I was going to continue my blog exploring what other gems are hidden away in the white paper but I’ve changed my mind (its my blog and I can do that). In the news today it was announced that the National Institute for Clinical Excellence is to be stripped of its power to decide on which new drugs get the nod for NHS prescribing.
Instead that dubious honour will be given to GPs. So in addition to looking after their own patients, managing the practice, juggling the budget for the NHS as a whole they will now take on this role too. NICE will be relegated to giving out advice about drugs and creating guidelines (a bit like the Drug and Therapeutics Bulletin does).
NICE was independent of government influence and made decisions based on a combination of the clinical effectiveness of a drug and its overall cost. NICE got in trouble after patient groups (more often than not funded by drug companies) and the media would criticise them for not recommending drugs that it deemed to be clinically ineffective or of marginal benefit but v.expensive. It’s a tricky thing that I don’t think the public fully appreciates. The NHS is not a bottomless pit of cash. It has a finite drug budget – once gone then that’s it. The overall NHS budget for the next year has been increased to 0.5% but taking into account the annual inflation of NHS costs that amounts to about a 5% cut. Not only that but the government expects the NHS to find £20bn in efficiency savings over the next 4 years.

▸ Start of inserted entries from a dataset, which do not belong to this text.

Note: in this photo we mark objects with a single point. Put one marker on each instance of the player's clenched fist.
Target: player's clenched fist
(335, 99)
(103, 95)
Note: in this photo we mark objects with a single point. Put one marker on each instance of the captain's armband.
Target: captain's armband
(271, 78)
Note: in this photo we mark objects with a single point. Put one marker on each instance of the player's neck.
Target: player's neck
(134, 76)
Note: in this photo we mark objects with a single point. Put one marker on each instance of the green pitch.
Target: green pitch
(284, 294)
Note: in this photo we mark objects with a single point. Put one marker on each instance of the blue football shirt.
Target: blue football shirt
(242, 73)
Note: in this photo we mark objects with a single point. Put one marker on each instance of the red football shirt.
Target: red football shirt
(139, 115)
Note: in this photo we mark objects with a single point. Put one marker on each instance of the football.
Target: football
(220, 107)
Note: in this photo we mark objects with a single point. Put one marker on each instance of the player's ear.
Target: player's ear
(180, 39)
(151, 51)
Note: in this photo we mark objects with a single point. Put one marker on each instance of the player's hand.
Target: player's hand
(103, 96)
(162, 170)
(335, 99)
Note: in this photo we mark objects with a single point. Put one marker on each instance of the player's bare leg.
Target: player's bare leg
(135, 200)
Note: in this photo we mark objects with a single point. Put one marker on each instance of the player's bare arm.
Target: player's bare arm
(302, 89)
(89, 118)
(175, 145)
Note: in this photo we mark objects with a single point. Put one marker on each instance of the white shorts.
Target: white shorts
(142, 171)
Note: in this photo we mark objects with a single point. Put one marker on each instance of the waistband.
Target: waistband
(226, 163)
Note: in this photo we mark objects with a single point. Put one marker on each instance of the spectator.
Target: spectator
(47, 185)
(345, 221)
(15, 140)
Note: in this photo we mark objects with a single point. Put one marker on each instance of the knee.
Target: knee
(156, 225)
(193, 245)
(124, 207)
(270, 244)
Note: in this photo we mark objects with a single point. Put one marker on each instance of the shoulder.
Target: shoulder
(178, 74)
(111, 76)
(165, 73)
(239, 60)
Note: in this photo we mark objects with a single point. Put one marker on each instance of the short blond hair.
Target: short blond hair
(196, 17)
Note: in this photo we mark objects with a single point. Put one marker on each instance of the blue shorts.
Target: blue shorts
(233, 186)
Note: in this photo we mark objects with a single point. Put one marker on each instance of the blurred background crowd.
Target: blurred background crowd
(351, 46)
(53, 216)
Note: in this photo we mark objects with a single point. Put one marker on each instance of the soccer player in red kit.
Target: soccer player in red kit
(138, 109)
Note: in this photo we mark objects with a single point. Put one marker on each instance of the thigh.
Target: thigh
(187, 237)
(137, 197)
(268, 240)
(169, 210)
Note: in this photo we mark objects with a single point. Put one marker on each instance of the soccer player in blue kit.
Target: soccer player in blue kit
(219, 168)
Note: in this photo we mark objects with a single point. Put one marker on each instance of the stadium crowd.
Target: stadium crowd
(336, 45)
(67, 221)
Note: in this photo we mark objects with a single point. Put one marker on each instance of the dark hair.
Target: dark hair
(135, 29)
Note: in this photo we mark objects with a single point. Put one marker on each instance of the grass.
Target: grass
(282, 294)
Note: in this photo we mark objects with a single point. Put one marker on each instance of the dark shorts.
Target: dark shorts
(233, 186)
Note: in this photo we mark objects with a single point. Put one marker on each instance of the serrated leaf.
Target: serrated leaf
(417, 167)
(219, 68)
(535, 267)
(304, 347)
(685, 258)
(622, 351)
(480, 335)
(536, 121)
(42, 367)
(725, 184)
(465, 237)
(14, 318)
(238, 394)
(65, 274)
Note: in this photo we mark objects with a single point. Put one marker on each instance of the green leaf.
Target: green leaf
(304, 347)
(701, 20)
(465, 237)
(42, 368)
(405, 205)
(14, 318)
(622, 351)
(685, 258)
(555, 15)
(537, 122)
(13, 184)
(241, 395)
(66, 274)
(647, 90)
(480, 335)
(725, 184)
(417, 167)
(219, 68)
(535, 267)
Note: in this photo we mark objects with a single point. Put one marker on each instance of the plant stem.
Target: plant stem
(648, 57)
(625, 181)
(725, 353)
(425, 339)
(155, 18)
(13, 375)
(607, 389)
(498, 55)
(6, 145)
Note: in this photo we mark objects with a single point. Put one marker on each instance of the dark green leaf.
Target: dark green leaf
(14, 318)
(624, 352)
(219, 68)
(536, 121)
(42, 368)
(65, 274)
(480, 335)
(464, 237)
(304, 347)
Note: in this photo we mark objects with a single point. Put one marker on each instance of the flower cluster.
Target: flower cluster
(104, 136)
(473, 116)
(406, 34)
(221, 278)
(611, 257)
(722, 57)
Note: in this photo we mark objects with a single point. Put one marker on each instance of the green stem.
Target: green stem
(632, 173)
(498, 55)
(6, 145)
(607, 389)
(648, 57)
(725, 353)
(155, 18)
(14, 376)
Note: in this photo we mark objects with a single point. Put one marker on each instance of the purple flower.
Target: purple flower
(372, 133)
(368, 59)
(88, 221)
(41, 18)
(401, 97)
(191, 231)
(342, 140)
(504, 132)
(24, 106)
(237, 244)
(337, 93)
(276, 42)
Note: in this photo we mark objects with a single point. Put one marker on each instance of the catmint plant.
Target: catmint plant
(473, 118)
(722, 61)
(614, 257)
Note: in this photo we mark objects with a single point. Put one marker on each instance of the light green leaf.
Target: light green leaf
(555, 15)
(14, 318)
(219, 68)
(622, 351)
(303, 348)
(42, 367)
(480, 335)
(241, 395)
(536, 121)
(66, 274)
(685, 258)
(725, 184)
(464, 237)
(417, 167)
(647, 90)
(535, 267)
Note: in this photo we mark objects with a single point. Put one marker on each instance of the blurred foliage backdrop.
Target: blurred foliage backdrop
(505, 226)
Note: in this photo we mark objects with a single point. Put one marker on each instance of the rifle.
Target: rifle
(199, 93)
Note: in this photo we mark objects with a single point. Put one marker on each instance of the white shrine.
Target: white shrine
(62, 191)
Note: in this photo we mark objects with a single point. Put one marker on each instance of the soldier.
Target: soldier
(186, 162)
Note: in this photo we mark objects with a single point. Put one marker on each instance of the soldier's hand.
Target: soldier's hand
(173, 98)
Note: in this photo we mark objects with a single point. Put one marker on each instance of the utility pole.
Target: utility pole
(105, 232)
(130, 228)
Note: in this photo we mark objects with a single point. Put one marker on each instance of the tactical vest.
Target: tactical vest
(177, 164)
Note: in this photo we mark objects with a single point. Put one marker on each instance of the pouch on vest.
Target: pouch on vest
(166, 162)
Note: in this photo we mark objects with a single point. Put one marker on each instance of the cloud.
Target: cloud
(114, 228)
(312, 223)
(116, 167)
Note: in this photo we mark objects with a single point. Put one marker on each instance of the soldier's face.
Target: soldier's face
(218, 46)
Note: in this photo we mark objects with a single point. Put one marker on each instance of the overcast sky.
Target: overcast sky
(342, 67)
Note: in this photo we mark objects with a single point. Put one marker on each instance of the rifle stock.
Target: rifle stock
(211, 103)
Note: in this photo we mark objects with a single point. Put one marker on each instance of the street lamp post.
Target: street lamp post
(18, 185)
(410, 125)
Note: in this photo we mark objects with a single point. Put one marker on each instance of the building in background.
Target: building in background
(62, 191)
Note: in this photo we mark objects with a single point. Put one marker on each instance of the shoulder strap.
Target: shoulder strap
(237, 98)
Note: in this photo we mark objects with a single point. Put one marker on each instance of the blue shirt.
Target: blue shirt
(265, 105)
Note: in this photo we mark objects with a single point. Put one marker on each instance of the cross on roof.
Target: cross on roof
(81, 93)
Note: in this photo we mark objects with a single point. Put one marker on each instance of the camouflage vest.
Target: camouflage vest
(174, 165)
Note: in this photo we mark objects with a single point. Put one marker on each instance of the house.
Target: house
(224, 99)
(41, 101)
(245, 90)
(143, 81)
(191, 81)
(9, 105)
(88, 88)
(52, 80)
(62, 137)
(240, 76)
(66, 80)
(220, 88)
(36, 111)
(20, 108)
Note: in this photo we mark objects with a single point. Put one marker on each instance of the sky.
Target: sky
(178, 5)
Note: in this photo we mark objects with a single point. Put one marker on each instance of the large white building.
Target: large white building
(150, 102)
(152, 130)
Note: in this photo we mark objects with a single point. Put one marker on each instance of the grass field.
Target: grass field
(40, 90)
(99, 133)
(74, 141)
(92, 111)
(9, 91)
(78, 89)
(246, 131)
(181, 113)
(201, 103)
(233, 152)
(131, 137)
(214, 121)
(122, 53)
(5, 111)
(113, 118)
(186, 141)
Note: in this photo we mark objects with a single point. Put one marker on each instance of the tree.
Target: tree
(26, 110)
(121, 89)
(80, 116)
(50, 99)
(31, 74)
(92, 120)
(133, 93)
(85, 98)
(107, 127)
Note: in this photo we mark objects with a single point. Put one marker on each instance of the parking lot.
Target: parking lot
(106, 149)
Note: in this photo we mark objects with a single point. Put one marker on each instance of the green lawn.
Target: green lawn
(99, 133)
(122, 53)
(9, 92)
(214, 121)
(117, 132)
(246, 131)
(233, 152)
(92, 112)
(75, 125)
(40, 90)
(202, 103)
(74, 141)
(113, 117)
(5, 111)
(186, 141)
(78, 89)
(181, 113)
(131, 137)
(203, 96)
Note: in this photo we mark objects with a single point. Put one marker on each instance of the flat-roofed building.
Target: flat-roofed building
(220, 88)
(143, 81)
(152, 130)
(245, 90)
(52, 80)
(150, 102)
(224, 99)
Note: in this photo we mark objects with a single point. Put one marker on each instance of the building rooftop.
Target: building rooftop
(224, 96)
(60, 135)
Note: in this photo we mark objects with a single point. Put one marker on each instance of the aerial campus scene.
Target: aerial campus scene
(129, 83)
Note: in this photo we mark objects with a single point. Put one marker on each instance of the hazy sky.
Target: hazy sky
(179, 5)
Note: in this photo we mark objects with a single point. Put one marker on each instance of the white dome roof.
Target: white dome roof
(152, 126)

NICE was created, in part, to get rid of a postcode lottery of drug prescribing. Some PCTs would approve expensive treatments, some wouldn’t. NICE created a level evidence-based playing field that everyone could stick too. Doctors like having an independent body we could turn to that offered expert opinion on new drugs (even if it was a bit slow at times). Now various GP prescribing groups up and down the country will have to take on the role of evaluating drugs and deciding what’s allowed and what’s not. Should a patient get drug X that costs £20k per year and might increase life expectancy by 4months or should 1000 patients get drug Y that costs £20 per year that reduces the risk of heart disease? What do you say to patient(s) you decline? What do GPs say to the lobby groups that will no doubt start nagging them about some new fancy experimental drug? What do GPs do when the media paints them as fat cat GPs not allowing drugs as they are penny-pinching? How will GPs feel when the government blames them for spiraling NHS budget costs?
GPs will have to form committees to decide which new drugs get the nod or not. I suggest it’s called the Committee for Responsible and Appropriate Prescribing (CRAP). Of course there wouldn’t be a national one (otherwise why get rid of NICE’s powers) so no big CRAP. Instead there will be lots of regional ones – lots of little CRAPs. Which GPs will want to be in the CRAP? Will patients understand the CRAP rulings? It feels like GPs have been given more crap then they can possibly handle. I’m trying to recall the all the health economics training I got as a GP. Oh that’s right, there isn’t any.
Perhaps I am being a tad negative. GPs could with their new powers get rid of a lot of duplication in prescribing. For example funding for one or two types of a class of drug rather than several, or cutting funding for isomerised versions of drugs. I wonder what would happen if a CRAP group wanted to allow prescribing of Heroin?
The degree of change going on the NHS is quite staggering considering the government said that they wanted a hands off approach to the NHS originally. It was a scary enough prospect considering becoming a GP partner and managing my own practice and small budget. Now being expected to sort out the NHS budget and take over the role of NICE is quite frankly terrifying. I think I’ll stick to being a locum for the time being.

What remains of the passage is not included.